= Mercury Publications =

American publisher of fiction periodicals

Mercury Publications (a.k.a. Mercury Press) was a magazine publishing company, initially owned and operated by Lawrence E. Spivak, which mainly published genre fiction in digest-sized formats. The focus of Spivak's line was on detective and mystery stories and novels, but it also included magazines about humor, fantasy, and true crime. The offices were located at 570 Lexington Avenue in New York, NY and in later years in Cornwall, Connecticut.

Spivak entered publishing in 1933 as the business manager of The American Mercury, and two years later, he became the magazine's publisher, expanding his operations in the late 1930s with additional titles. His subsidiary companies included Mystery House and Fantasy House. Two Mercury series were Mercury Library and Mercury Books.

Other Mercury imprints and titles included:
- Bestseller Mystery Books (a.k.a. Bestseller Library)
- Bestsellers magazine (beginning 1945), subtitled "Authorized Book Condensations"
- The Book of Wit & Humor, edited by Louis Untermeyer and Charles Angoff
- Ellery Queen's Mystery Magazine, edited by Frederic Dannay
- Jonathan Press Mystery Books
- The Magazine of Fantasy & Science Fiction, initially edited by Anthony Boucher and J. Francis McComas
- Mercury Mystery (a.k.a. Mercury Mystery Book Magazine and Mercury Mystery Magazine), edited by Joseph W. Ferman
- True Crime Detective, edited by Edward D. Radin, and then by Boucher and McComas

Spivak launched his Bestseller Library series in 1938, with a new title each month. In 1940, he split the Bestseller Library into Mercury Mysteries and Bestseller Mysteries. Ellery Queen's Mystery Magazine began in 1941, followed by the Jonathan Press Mysteries imprint in 1942. Mercury Mystery Book Magazine continued the long-run series of full-length and condensed mystery novels published in a digest-sized format, beginning with the title of Mercury Mystery in March 1940. Starting with #210, it ran for 23 issues before merging with Bestseller Mystery Magazine. The Magazine of Fantasy & Science Fiction began in 1949 under the title The Magazine of Fantasy. In the fall of 1950, Spivak sold The American Mercury to millionaire investment banker Clendenin J. Ryan, and his editor was William Bradford Huie.
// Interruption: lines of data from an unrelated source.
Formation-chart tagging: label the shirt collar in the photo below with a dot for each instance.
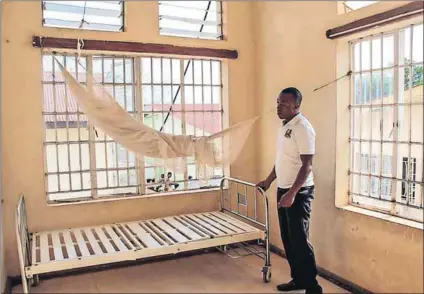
(293, 121)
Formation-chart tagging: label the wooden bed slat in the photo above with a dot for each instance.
(218, 225)
(204, 225)
(186, 230)
(145, 237)
(81, 243)
(116, 239)
(105, 241)
(57, 247)
(44, 247)
(34, 249)
(69, 245)
(93, 242)
(155, 232)
(171, 231)
(233, 221)
(196, 226)
(225, 223)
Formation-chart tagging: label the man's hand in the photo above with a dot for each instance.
(286, 200)
(264, 185)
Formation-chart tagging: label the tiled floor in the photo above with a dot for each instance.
(212, 272)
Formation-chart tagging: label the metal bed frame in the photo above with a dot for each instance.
(229, 230)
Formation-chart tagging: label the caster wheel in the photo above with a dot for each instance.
(34, 281)
(266, 274)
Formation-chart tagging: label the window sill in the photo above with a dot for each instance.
(383, 216)
(119, 198)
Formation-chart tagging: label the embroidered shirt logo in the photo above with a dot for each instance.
(288, 133)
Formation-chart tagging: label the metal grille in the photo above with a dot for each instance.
(386, 138)
(176, 96)
(88, 15)
(192, 19)
(354, 5)
(181, 97)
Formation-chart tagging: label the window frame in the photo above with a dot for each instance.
(121, 30)
(138, 110)
(168, 31)
(394, 203)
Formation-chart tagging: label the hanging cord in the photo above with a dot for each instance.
(348, 74)
(83, 21)
(80, 45)
(185, 71)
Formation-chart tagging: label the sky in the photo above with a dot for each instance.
(388, 49)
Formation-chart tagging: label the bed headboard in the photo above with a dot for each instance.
(22, 236)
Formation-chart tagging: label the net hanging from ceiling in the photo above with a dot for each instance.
(104, 113)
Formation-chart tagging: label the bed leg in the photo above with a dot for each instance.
(34, 281)
(266, 274)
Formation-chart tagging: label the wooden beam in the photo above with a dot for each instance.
(406, 11)
(97, 45)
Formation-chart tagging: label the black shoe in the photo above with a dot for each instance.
(314, 290)
(290, 286)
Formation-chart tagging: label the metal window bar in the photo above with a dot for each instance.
(396, 142)
(103, 18)
(92, 170)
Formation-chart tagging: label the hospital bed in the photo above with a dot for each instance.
(231, 230)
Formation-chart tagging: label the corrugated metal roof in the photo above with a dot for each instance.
(202, 116)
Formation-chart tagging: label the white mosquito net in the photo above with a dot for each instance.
(104, 113)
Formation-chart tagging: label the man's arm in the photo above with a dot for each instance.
(303, 173)
(267, 183)
(305, 138)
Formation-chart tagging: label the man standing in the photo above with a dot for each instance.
(293, 171)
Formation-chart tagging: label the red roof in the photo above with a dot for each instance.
(201, 116)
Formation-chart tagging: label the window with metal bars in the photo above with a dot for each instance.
(176, 96)
(354, 5)
(191, 19)
(387, 111)
(88, 15)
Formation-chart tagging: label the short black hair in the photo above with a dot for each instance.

Joseph W. Ferman was the business manager of Mercury Publications from 1940 to 1950. The Mercury art director from 1938 to 1958 was designer George Salter, who created about 750 covers for Mercury Publications during that time frame. After leaving the art director position, he continued to design covers for Mercury.The Mercury Press name continued on Fantasy and Science Fiction (eventually its only publication) under Joseph and his son Edward L. Ferman until F&SF was sold to Gordon Van Gelder in 2000.